Beatriz Moreno Psicóloga
Divorciarse es humano

La semana pasada atendí en consulta a una mujer que me explicaba temerosamente que se estaba planteando el divorcio. Invirtió la mayoría del tiempo en describirme a su marido. Acabé imaginándome un hom­bre que en lugar de manos tenía dos mandos a distancia. Ella se esforzaba en justificarse, como hacemos todos constantemente, en lugar de simplemente admitir que ya no era fe­liz con su marido. Si divorciarse se viviera como una elección humana, no deberíamos justificarnos tanto.

Si aceptamos que nuestras motivaciones, valores, gustos e ideas van cambiando, ¿por qué nos cuesta tanto admitir que el matrimonio no tiene que durar toda la vida? ¿Por qué solemos vivirlo como un fracaso personal?

Más allá del tono sarcástico que en ocasiones se le ha dado a los divorcios (como decía Groucho Marx, su principal motivo es el matrimonio), la reacción más usual cuando al­guien se divorcia es algo parecida a darle el pésame, incluso si ya ha superado el sufrimiento inicial y se encuentra contento con su decisión.  

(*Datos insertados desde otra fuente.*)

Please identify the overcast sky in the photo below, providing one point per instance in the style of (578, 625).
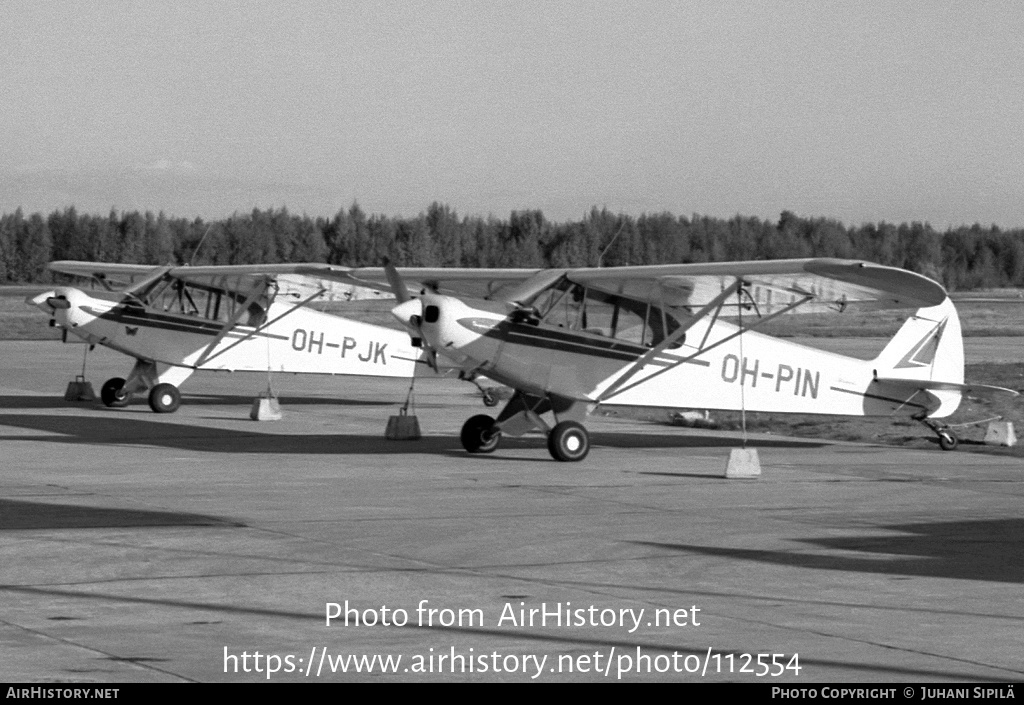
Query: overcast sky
(861, 111)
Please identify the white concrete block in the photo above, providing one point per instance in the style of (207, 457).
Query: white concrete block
(1000, 433)
(743, 463)
(265, 409)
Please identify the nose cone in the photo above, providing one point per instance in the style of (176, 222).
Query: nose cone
(40, 301)
(404, 312)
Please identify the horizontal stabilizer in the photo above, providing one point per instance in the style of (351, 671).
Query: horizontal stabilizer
(936, 385)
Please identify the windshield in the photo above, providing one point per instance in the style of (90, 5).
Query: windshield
(577, 307)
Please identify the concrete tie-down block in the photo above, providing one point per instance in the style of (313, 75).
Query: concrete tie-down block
(743, 463)
(1000, 433)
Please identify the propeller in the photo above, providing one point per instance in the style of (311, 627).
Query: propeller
(396, 283)
(409, 312)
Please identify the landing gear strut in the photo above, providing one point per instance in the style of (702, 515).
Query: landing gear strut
(479, 434)
(568, 442)
(113, 394)
(165, 399)
(947, 440)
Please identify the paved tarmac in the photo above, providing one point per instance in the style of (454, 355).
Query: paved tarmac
(144, 547)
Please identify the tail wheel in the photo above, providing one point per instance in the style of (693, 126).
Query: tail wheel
(479, 434)
(568, 442)
(947, 441)
(113, 394)
(165, 399)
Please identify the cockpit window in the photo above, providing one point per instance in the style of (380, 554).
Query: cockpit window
(577, 307)
(173, 295)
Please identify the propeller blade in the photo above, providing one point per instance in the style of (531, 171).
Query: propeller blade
(395, 282)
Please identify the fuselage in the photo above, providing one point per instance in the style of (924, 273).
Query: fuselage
(283, 338)
(707, 370)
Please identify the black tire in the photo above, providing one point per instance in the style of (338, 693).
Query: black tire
(165, 399)
(112, 394)
(478, 434)
(568, 442)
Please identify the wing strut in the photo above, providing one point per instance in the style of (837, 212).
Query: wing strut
(715, 303)
(206, 357)
(619, 386)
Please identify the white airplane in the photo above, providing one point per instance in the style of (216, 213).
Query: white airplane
(570, 340)
(177, 320)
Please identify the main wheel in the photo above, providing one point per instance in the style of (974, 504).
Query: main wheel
(479, 436)
(568, 442)
(165, 399)
(113, 394)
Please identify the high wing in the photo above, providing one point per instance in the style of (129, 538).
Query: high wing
(768, 285)
(290, 281)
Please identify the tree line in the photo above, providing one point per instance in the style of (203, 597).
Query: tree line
(965, 257)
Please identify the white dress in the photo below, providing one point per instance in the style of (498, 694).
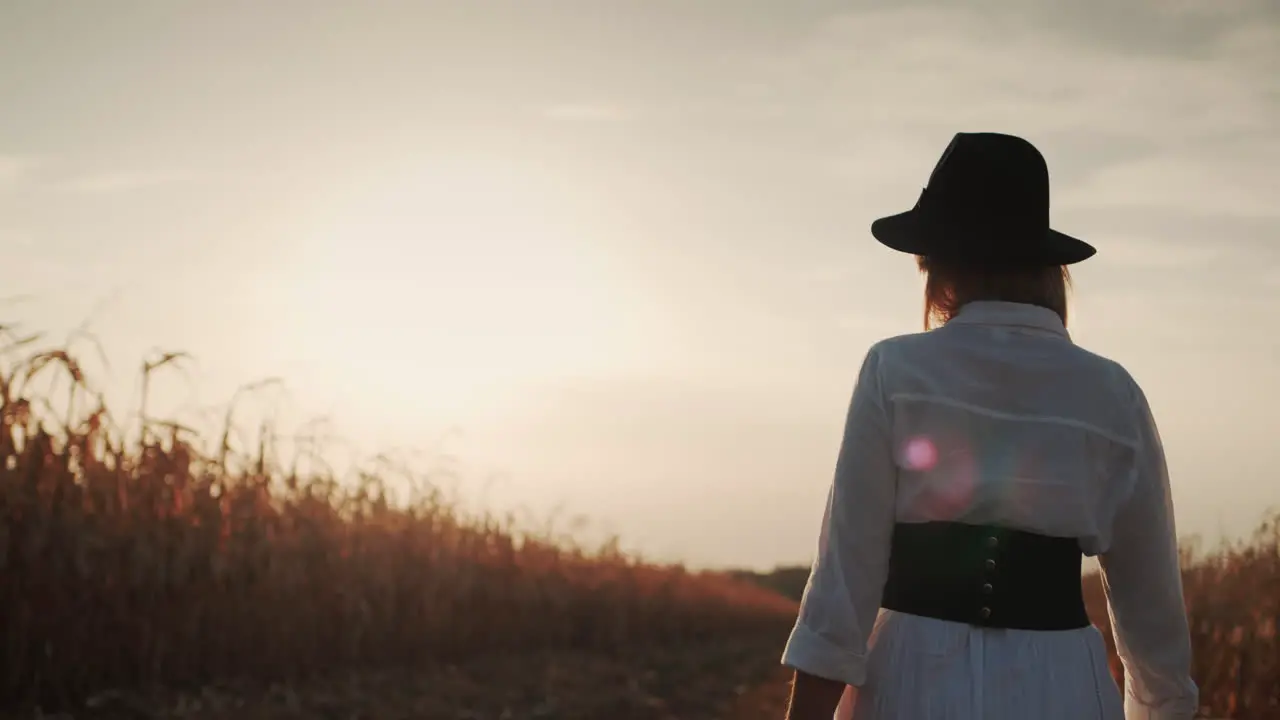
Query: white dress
(999, 418)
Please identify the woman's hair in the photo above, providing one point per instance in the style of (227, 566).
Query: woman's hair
(949, 286)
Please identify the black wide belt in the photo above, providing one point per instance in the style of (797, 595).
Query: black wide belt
(986, 575)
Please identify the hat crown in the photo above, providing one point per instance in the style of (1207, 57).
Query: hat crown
(986, 203)
(990, 180)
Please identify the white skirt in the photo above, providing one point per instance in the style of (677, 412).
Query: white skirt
(927, 669)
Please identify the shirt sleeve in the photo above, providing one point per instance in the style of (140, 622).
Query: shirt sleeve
(846, 580)
(1142, 578)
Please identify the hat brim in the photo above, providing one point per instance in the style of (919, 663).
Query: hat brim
(905, 232)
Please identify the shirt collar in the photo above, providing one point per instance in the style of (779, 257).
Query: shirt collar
(1010, 314)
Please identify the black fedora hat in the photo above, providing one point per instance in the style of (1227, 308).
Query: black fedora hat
(987, 204)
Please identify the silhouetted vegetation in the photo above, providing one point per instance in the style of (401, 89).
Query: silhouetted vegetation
(146, 556)
(1233, 595)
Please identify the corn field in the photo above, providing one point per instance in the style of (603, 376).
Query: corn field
(149, 556)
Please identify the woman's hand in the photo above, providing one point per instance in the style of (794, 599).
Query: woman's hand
(817, 698)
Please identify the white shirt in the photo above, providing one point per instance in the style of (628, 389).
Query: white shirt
(999, 418)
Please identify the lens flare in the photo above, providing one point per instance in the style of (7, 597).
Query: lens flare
(919, 454)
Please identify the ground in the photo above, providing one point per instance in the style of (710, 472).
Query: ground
(718, 680)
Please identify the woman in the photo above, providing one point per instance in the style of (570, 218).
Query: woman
(979, 460)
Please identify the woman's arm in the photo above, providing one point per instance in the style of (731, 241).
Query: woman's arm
(1142, 578)
(813, 697)
(828, 645)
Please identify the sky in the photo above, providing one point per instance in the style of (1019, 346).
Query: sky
(612, 258)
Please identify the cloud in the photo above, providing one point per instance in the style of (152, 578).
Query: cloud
(584, 112)
(113, 182)
(13, 168)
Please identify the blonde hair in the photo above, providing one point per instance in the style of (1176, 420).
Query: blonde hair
(950, 286)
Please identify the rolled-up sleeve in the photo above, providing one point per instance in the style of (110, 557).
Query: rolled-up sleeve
(848, 577)
(1142, 578)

Las razones de la ruptura obviamente determinan el proceso emocional del duelo, en cuestiones de forma y de fondo. No es lo mismo que el amor se acabe, a que aparezca una tercera persona o a que llegue una pandemia de coronavirus que ponga sobre la mesa la inercia y el aburrimiento de muchos años de relación. Lo más lamentable es que suelen ser  los hijos la excusa perfecta para justificar nuestra pasividad o inacción. “Si no me separo es por mis hijos» se convierte en una trampa para postergar esa decisión que deberíamos (al menos) plantearnos antes o después.

En diversas investigaciones sobre el tema, se analizan los factores que hacen que unas personas se adapten mejor que otras tras la separación. Uno de los más importantes es el significa­do que para la persona tenga el divorcio. Si se interpreta como que algo se ha roto, se entiende peor que lo ente­ro. En mi opinión, las relaciones no se rompen, sino que los sentimientos cambian y las relaciones se acaban. Si esto lo entendiéramos como algo natural, como un cambio más en la vida, no sufriríamos tanto.

Sabemos que toda separación afectiva requiere, siempre, un tiempo de duelo que nos ayude a recomponer el sufrimiento causado. El cine nos sigue confundiendo con esos finales felices que acaban en boda de los pro­tagonistas. Sin embargo, el final feliz también puede llegar tras la separación. Tras el divorcio también se comen perdices. Llegar hasta aquí no es un camino fácil para los protagonistas (padres e hijos), pero requiere valor y deseo de vivir una vida plena y auténtica. No se trata de buscar culpables ni de ser civilizados. Tampoco de acabar siendo los mejores amigos. Se trata, probablemente, de esforzarnos en ser leales con aquello que un día amamos, pese a que se acabe. Y si hay hijos… aún más.